EL PARAJE AL QUE LLEGARON al día siguiente le pareció a Piojo un auténtico vergel comparado con la desolación del páramo en el que había discurrido su existencia hasta entonces. La mole de la Roca cobijaba la vegetación que crecía en la falda de la solana como una perdiz protege a sus polluelos. Se entendía que en aquel lugar los animales de montaña y de bosque permanecieran todo el año, y que en el invierno recibiera la visita de los prófugos de las alcarrias. Incluso en el tórrido verano, cuando la estepa se secaba y ardía en mil fuegos provocados por los rayos y alentados por el ábrego, había agostaderos de altura en la Roca donde se conservaba el pasto fresco. Y en las sombrías torcas de la amplia y calva rasa que coronaba la aplanada montaña se acumulaba la nieve que nutría el río subterráneo que afloraba al pie de la Roca.

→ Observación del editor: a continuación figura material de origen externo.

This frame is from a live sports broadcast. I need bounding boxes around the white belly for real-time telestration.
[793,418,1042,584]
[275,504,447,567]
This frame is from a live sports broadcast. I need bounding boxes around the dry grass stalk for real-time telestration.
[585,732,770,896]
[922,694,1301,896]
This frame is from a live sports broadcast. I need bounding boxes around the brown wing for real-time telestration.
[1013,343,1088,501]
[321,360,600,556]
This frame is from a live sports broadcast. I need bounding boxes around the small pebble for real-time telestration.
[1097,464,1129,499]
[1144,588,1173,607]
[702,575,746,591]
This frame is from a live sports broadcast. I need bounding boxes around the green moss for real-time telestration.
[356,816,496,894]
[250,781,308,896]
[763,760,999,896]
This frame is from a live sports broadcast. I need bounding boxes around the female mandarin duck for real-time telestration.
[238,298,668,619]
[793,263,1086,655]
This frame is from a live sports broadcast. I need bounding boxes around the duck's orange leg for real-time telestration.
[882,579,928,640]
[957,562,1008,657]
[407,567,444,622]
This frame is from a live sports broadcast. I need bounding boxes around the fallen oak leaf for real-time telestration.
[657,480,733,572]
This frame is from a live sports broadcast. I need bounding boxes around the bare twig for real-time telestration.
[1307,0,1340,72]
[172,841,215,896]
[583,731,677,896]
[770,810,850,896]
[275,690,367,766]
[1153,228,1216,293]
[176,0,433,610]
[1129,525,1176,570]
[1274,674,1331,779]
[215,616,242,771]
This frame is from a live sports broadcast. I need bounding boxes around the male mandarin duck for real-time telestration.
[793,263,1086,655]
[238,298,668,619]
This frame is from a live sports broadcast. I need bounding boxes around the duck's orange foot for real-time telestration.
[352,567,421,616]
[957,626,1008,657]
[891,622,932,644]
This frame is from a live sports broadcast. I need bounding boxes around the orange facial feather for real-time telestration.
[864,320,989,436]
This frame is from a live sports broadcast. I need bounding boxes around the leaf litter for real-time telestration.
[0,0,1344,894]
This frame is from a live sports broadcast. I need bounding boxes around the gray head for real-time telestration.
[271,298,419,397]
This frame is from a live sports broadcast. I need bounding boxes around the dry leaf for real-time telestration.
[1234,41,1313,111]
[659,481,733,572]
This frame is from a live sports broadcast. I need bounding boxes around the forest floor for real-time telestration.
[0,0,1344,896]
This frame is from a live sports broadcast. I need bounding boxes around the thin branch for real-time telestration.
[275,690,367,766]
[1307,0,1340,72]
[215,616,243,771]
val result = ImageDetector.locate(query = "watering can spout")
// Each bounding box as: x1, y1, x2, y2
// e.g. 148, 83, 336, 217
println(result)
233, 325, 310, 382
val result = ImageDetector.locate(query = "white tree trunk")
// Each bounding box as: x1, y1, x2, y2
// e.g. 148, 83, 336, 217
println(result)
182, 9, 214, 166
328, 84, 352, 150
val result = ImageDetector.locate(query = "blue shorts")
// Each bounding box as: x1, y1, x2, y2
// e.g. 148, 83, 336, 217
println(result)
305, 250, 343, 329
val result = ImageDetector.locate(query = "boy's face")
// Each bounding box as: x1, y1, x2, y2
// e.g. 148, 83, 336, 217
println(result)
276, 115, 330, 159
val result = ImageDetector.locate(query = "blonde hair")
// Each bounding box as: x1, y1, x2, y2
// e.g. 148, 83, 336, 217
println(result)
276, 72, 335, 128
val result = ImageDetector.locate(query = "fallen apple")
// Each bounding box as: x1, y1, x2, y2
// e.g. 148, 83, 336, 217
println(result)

Los miembros de la comunidad se dispersaron en varios grupos formados por familias extensas. Algunos ocuparon cuevas, otros poblados. Unos y otros se dispusieron a acondicionar sus hogares para los siguientes meses. La familia de Gata y Viento del Norte se instalaba tradicionalmente en una cueva de la solana que tenía una gran entrada desde la que se veía el manantial que salía de la montaña, y que poco después se unía al gran río que venía del oriente, de unas montañas que, ahora podía verlas, culminaban en afiladas crestas y erizados picos, donde la brillante luz del mediodía se reflejaba en el espejo de los glaciares.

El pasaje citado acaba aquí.